Tarik tunai limit kartu kredit kamu
Jangan sampai gegabah dalam mengambil keputusan ini, (Shutterstock).

Tarik tunai kartu kredit merupakan salah satu fitur credit card yang mengizinkan para nasabah untuk melakukan penarikan uang tunai lewat ATM. Memang terdengar menggiurkan bagi kamu yang memiliki sifat konsumtif. Gimana gak, kamu bisa menguras habis limit kartu kredit yang ada di dompet, betul gak?

Uang yang kamu tarik tersebut sebenarnya akan dibebankan ke tagihan kartu kredit beserta biaya penarikan dan bunganya. Jangan sampai nariknya enak, tapi malah menambah masalah baru. Masa mau mengalami masalah keuangan terus menerus, kapan mau kayanya dan merdeka finansial? 

Akan tetapi, kamu gak bisa menarik uang tunai sesuka hati. Lantaran bank terkait memberikan batas maksimum penarikan atau yang disebut cash advance. Untuk limitnya sendiri itu berbeda setiap bank, tapi umumnya mulai dari 40 persen hingga 60 persen dari total limit.

Misalnya, limit kartu kredit kamu sebesar Rp 10 juta. Berarti kamu bisa melakukan penarikan uang tunai mulai dari Rp 4 juta hingga Rp 6 juta.

Biaya tarik tunai

Pria paruh bayar saat melakukan transaksi di ATM
Kamub perlu perhatikan nih biayanya saat melakukan hal ini, (Shutterstock).

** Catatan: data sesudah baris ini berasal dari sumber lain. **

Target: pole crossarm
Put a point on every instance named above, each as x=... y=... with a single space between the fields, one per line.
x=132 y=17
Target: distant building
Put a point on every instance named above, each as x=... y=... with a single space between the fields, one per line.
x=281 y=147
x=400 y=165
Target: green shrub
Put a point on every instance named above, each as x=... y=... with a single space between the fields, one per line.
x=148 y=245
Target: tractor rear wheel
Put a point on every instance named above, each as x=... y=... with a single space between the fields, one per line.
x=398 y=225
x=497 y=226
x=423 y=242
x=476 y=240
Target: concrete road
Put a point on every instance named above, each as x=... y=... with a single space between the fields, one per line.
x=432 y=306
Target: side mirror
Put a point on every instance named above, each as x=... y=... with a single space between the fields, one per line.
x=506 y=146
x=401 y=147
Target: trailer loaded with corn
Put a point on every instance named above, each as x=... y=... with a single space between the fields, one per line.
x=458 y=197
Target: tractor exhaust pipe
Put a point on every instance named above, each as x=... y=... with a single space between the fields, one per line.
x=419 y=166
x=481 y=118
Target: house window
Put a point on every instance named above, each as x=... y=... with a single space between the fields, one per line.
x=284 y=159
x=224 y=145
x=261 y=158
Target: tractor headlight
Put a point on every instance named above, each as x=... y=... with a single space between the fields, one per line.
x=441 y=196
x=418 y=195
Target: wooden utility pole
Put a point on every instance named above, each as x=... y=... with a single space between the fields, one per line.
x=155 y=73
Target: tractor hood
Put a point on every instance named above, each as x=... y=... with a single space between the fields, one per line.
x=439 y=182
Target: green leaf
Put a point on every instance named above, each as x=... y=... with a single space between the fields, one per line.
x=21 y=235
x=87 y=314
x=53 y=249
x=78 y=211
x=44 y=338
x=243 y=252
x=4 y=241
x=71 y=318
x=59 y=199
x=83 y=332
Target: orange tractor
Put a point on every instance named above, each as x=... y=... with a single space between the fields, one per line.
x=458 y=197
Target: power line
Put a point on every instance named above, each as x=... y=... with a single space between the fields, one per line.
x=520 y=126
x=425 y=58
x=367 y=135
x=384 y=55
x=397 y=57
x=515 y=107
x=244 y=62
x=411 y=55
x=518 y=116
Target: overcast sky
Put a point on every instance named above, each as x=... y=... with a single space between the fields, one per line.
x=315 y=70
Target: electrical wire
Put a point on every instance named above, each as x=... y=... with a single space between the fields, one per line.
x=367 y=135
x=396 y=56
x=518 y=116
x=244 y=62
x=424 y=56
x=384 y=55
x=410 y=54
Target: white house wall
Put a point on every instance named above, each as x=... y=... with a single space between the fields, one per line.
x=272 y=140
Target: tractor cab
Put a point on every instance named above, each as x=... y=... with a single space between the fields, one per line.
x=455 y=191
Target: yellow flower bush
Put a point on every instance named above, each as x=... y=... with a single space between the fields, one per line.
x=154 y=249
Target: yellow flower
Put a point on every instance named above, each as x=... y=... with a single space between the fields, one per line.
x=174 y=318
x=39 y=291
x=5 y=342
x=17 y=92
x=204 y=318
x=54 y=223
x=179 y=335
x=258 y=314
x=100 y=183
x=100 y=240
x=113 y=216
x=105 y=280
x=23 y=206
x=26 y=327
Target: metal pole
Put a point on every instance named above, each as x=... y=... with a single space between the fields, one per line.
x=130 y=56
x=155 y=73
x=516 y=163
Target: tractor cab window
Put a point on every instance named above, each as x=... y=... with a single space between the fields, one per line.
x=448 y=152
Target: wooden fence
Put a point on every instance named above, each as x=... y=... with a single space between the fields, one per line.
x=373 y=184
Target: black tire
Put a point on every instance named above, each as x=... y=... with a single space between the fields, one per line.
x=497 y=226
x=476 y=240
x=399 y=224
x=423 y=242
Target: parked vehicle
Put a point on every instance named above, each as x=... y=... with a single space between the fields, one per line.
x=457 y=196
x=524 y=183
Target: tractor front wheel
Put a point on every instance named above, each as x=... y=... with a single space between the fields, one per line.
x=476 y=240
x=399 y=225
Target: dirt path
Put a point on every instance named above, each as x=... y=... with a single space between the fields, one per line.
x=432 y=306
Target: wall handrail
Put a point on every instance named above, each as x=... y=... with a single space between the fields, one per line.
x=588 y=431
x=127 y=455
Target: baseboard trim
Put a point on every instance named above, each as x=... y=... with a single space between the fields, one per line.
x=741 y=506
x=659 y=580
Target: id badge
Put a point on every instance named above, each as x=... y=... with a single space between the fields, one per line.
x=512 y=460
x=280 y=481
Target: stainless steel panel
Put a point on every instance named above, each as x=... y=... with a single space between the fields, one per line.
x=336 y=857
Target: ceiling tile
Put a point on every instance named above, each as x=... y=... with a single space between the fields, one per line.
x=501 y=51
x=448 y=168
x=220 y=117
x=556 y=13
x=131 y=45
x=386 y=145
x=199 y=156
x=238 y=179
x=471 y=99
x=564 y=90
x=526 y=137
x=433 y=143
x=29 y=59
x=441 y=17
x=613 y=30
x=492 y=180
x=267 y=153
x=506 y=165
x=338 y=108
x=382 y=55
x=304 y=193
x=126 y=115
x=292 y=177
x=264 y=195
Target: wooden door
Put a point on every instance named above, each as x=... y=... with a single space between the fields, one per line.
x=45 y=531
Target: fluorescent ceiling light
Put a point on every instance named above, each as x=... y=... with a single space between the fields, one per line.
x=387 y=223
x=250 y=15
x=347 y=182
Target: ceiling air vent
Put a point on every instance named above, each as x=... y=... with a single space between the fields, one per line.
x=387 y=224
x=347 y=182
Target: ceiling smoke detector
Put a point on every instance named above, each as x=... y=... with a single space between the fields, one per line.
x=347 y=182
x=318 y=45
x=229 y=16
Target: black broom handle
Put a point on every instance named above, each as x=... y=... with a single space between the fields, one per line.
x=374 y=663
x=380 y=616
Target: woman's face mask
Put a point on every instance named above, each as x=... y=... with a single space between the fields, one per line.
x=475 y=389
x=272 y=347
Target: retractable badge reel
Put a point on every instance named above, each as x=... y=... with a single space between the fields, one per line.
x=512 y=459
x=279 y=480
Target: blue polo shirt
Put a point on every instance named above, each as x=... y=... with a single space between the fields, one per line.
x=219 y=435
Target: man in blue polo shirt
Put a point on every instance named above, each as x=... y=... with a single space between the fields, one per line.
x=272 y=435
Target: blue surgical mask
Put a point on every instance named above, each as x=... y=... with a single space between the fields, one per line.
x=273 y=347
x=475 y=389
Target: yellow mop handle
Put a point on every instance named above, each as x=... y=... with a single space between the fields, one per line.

Seperti yang sudah dijelaskan di atas kalau yang harus kamu pertimbangkan soal biayanya. Itulah mengapa, pentingnya kamu mengetahui berapa besaran biaya di bank-bank di Indonesia. Berikut di antaranya:

  • Biaya kartu kredit terbitan BCA, 4 persen atau minimal Rp 40 ribu.
  • Biaya kartu kredit terbitan BNI, 6 persen atau minimal Rp 100 ribu.
  • Biaya kartu kredit terbitan Mandiri, 6 persen atau minimal Rp 100 ribu.
  • Biaya kartu kredit terbitan BRI, 4 persen atau minimal Rp 60 ribu.
  • Biaya kartu kredit terbitan CIMB Niaga, 6 persen.
  • Biaya kartu kreidt Citibank, 6 persen atau minimal Rp 100 ribu.
  • Biaya kartu kredit Danamon, 5 persen atau minimal Rp 50 ribu.
  • Biaya kartu kredit Bank Permata, 6 persen atau minimal Rp 80 ribu.
  • Biaya kartu kredit Bank UOB, 6 persen atau minimal Rp 100 ribu.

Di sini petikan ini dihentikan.